An HDR10+ 4K Blu-ray of The Shining fares equally well. There’s a little more picture noise evident in this vintage content, but in every other respect - detail levels, contrasts, lustrousness of black tones, movement handling and all the rest of it - the news is unambiguously good. Backlighting, again, is spot on - director Stanley Kubrick loved a bit of candle-light, and the Samsung describes and controls it beautifully.
Switching to some live football on BT Sport 1HD prompts the QE65QN95A to rearrange its picture settings - and it seemingly set itself to ‘searing’. White tones are piercing enough to deal with cataracts, and colours are wildly overdriven - the green of the pitch is the single greenest thing we’ve ever seen. Dive back into the menus to tone everything down, though, and order is restored. Images are detailed enough to reveal individual pixels on the pitch-side advertising hoardings, and motion stays secure. When the broadcast switches from real-time to super slo-mo replay the QN95A can take a beat to adjust itself, briefly hiccuping through motion, but it’s over in a trice.

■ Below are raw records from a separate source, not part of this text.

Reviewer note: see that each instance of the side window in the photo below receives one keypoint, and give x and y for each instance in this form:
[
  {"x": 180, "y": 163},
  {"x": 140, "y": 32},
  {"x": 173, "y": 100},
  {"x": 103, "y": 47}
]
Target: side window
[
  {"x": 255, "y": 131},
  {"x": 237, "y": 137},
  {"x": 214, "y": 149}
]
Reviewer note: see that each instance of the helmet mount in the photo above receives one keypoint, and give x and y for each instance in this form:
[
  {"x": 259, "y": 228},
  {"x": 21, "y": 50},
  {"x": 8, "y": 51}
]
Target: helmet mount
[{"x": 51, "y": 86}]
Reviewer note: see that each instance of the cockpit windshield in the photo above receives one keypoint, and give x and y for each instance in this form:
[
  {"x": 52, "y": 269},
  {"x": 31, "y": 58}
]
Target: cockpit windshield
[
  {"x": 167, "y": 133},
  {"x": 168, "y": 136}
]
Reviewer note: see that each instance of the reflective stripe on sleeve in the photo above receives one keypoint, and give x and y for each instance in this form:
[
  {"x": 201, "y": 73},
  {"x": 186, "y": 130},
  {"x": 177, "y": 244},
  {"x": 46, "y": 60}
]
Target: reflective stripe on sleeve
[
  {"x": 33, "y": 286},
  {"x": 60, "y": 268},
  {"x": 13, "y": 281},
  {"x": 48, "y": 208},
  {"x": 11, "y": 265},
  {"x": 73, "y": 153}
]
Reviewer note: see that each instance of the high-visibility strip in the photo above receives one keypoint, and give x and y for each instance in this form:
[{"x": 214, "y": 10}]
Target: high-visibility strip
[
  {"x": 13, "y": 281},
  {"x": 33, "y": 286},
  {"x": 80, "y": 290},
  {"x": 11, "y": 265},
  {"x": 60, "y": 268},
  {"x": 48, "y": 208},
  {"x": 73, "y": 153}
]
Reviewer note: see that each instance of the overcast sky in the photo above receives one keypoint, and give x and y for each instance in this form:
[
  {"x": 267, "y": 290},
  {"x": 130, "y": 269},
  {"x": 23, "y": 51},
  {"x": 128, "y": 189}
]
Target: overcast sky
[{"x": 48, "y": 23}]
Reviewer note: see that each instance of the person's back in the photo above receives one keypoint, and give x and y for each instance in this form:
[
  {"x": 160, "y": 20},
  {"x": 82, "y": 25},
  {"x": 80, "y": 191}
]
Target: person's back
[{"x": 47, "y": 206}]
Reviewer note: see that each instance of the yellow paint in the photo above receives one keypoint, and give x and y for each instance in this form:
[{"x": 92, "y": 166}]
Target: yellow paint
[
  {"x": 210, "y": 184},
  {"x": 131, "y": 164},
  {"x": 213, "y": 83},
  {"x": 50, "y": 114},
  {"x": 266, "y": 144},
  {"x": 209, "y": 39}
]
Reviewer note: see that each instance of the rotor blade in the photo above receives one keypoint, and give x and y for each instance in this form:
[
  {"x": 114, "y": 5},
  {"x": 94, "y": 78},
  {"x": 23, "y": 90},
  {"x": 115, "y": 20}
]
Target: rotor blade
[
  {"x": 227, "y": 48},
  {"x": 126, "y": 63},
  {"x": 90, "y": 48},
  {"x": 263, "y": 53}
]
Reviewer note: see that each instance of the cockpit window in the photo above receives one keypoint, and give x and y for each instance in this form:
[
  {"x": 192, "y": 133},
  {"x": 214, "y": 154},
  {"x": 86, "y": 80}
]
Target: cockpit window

As a gaming monitor it’s everything you could realistically hope for - extremely rapid response times (between 5.8 and 9.3ms by all accounts), good grip of motion and an excellent colour palette. Lighting effects look superb - thanks again, Mini LED! - and blacks are as deep and detailed as we’ve (suddenly) come to expect.
As an upscaler, the Samsung is adept as long as you don’t ask too much of it. Full HD content via iPlayer stays decently sharp and detailed, even if motion isn’t subject to quite such Draconian control. Step down in quality until you’re watching some vintage nonsense on ITV4, though, and it becomes apparent the Neo Quantum Processor 4K isn’t a miracle-worker - images are soft, ill-defined and as all-around unwatchable as ITV4 is in general.
Sound quality: kind of sort of
When you consider the dimensions of the QE65QN95A, Samsung has done pretty well to find room for the audio system it’s fitted - and, up to a point, it’s successful. There’s certainly appreciable width to the sound the QN95A delivers, a hint of height and a mild-but-definite suggestion of the sound tracking the on-screen images. There’s even a degree of low-frequency presence too.
But - and this should, but doesn’t always, go without saying - if you’re spending this sort of money on a new TV you should really be budgeting for an audio system to do the images some justice. One of Samsung’s Q-series soundbars would be the obvious place to start - but, whatever you do, make sure you start. High-achieving pictures like this deserve much better than ‘quite good we suppose’ sound.
Samsung QE65QN95A verdict
Yes, this is Samsung’s single most expensive 4K TV for 2021 (unless you buy a bigger version). But nevertheless, the pictures it’s capable of delivering justify the outlay and then some - the Korean giant’s implementation of Mini LED is, on this evidence at least, something to be reckoned with.
We’ve seen precisely one 2021 television so far this year - and yet it’s actually difficult to imagine how any of the others that are incoming could be appreciably better.